この3本を比較したら、この『ちょっと思い出しただけ』が断然いいんですが、冷静に考えたら(というか先日発表された「午前十時の映画祭12」のラインナップを見て気付いた)この3本どれもこれも、オードリー・ヘップバーン主演『いつも2人で』(1967年)じゃないか。
スタンリー・ドーネン、こんな映画も撮れたんだなあ。

そういうわけで、『ナイト・オン・ザ・プラネット』もまだ観てないし、尾崎世界観が我がスワローズ党であること以外クリープハイプについて語ることもないし、「なんだ『いつも2人で』じゃん」で終わっちゃうんですが、やっと本題に入ります。褒めます。

運転席の伊藤沙莉と助手席の池松壮亮が、話しているうちにだんだん険悪なムードになってくるワンカット長回しで痺れたんですよ。
撮影技術というより、二人の演技。
ビックリするほど自然に、二人の仲が壊れていく。

タクシー運転手になった理由を問われた伊藤沙莉が答えます。

「どこかに行きたいけど、どこに行きたいか分からない」
「お客さんに行き先を決めてもらえる」

彼女は芝居をかじっていたという過去もあり、元々「自分探し」をしていたのでしょう。
どこかに行きたい。でも、どこへ行ったらいいか分からない。
そんな彼女は、自分の「人生の行き先」を彼氏に託したのです。
でも、彼が新しい道を教えてくれたのは最初だけ。次第に「鳥貴族」にしか行かなくなっていく・・・。

ドラマは夜に生まれ、
「ああ、そんな夜もあったな」と
ちょっと思い出しながら、朝を迎える。
そんな私小説的物語。

余談
『ちょっと思い出しただけ』 『ボクたちはみんな大人になれなかった』『花束みたいな恋をした』以外にも、同じ松居大悟の『くれなずめ』(21年)とか今泉力哉『あの頃。
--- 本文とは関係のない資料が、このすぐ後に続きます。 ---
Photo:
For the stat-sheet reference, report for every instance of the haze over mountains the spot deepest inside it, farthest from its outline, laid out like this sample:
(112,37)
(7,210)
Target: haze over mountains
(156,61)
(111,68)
』(21年)とか(どっちも観てないけど)、最近ノスタルジーものが多くて気味が悪い。これ、どういう流行なんだろう?

元ネタ『ナイト・オン・ザ・プラネット』を観たので追記
この映画は「同じ日を軸とした6年間」の話ですが、元ネタは「同じ時間の5都市」の話です。各エピソードの繋ぎは「時計」。この映画で各エピソードを「暦」で繋いでいるのはオマージュかもしれません。
あと、高岡早紀はジーナ・ローランズ。ちょっと言いたかっただけ。